Nur mit der Landschaft, in die ich weiter reinsehen kann, hapert es hier etwas, ich wollte eigentlich nicht umziehen. :D
Nebelupdate 24. Juni in der Früh: kein Nebel, kein Sonnenschein. Die Sonne kommt erst jetzt raus und da ist der Nebel schon weg. :(
Ninsche pro says:
Die Bilder die ich hier eingestellt habe gehen wirklich in eine total andere Richtung. Die leben tatsächlich hauptsächlich vom Licht. Die sind auch einfach zu fotografieren, man muss nur das Glück haben, Licht und Nebel so vorzufinden, dann ist der Rest eigentlich nur noch knipsen.
Ich hab mich jetzt auch mal hier nach Nebelbildern umgeschaut. Hier wäre eines, das ist zwar von der Richtung immer noch nicht das, was Du haben willst, wenn ich Dich richtig verstanden habe, aber von der Struktur her schon um einiges besser als alles, was ich bisher zustande bekommen hab. Der Nebel hat so ein wenig rauchige Konsistenz...
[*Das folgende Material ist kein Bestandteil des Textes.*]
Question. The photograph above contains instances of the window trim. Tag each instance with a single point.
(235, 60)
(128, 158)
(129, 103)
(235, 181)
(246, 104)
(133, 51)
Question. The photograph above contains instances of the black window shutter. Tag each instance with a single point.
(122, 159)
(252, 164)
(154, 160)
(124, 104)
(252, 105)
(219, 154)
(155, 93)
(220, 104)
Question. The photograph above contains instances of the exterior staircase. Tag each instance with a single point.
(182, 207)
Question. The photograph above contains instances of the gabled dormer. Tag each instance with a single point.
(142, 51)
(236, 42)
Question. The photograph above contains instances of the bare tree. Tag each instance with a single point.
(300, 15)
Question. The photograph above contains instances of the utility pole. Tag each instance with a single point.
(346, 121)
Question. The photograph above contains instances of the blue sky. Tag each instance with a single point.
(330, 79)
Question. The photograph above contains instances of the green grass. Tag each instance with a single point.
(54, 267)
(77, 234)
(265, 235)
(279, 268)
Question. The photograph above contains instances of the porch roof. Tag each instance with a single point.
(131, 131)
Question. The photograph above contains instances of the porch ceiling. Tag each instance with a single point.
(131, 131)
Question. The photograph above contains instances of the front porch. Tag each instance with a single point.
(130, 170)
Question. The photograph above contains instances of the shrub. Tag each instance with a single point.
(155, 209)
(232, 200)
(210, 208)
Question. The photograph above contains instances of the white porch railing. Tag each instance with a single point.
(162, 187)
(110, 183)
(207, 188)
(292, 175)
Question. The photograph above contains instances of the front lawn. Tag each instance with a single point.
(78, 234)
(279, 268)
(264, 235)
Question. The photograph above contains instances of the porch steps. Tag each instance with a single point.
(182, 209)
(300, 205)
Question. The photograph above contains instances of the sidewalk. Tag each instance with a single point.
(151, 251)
Ansonsten müssen wir eben mal versuchen ein PiPa-Nebel-Fototreffen zu machen...
Guarrenzino tripping says:
Habe gerade dein Blog entdeckt.
ich wohne auch am Waldrand und wenn ich aus meinem Schlafzimmerfenster gucke und mich etwas aus dem Fenster lehne sehe ich auch den Sonneaufgang..fast. Stattdessen sehe ich ein nebeliges Tal. Ich nehme meinen Fotoapparat, halte mich fest "Point and Shoot."
Ich hoffe, dass du die Metadaten bekommen hast, die ich geschickt habe, und es irgendwie geholfen hat.:-)
aliena replies:
Ich selbst kann nicht viel damit anfangen, ausser, dass ich weiß, dass ich mit ähnlichen Einstellungen fotografiert habe. Darf ich sie hier hinschreiben? Vielleicht kann ja dann Marcel noch was dazu sagen.
Ich bin aber überrascht gewesen über deine Kamera. Ich hab ja fast dieselbe hier liegen - etwas eingestaubt schon. Vielleicht sollte ich die mal wieder auspacken. ;o)
GinArt says:
Vielleicht nimmt die Kamera einfach die zarten Grautöne raus und man könnte es mit Weissabgleich hinbekommen? - Fragt mich nicht, ist für mich ein mystisches Gebiet.
sel says:
gefällt mir wegen der stimmung -
es liegt auch bei nebelschwaden am licht: www.ipernity.com/doc/keessmans/214740
aliena replies:
Das zweite Bild ist klasse. Da rechts unten am Rand, da kann man den Nebel entdecken, den ich meine. Ganz dezent - Geisternebel, ganz feingliedrig!
NicoleB pro says:
Hast Du es mal mit etwas mehr Abstand probiert?
Vielleicht bist Du einfach zu nah dran?
In Ungarn habe ich ein paar Versuche gestartet und in Korea auch.
In KOrea die sind allerdings nur mit Nebeln an den Bergspitzen und in Taelern.
Das hier ist in Ungarn und recht nahe.
Allerdings mehr Suppe, als Nebelschwaden:
www.ipernity.com/doc/14369/229919
Vielleicht zaehlt hier auch wieder: Ueben und probieren :)
aliena replies:
NicoleB pro replies:
Wie waers mit rausgehen und von dort aus verschiedene Winkel probieren? ;)
aliena replies:
Wenn ich runtergehe, sehe ich nur Baumstämme.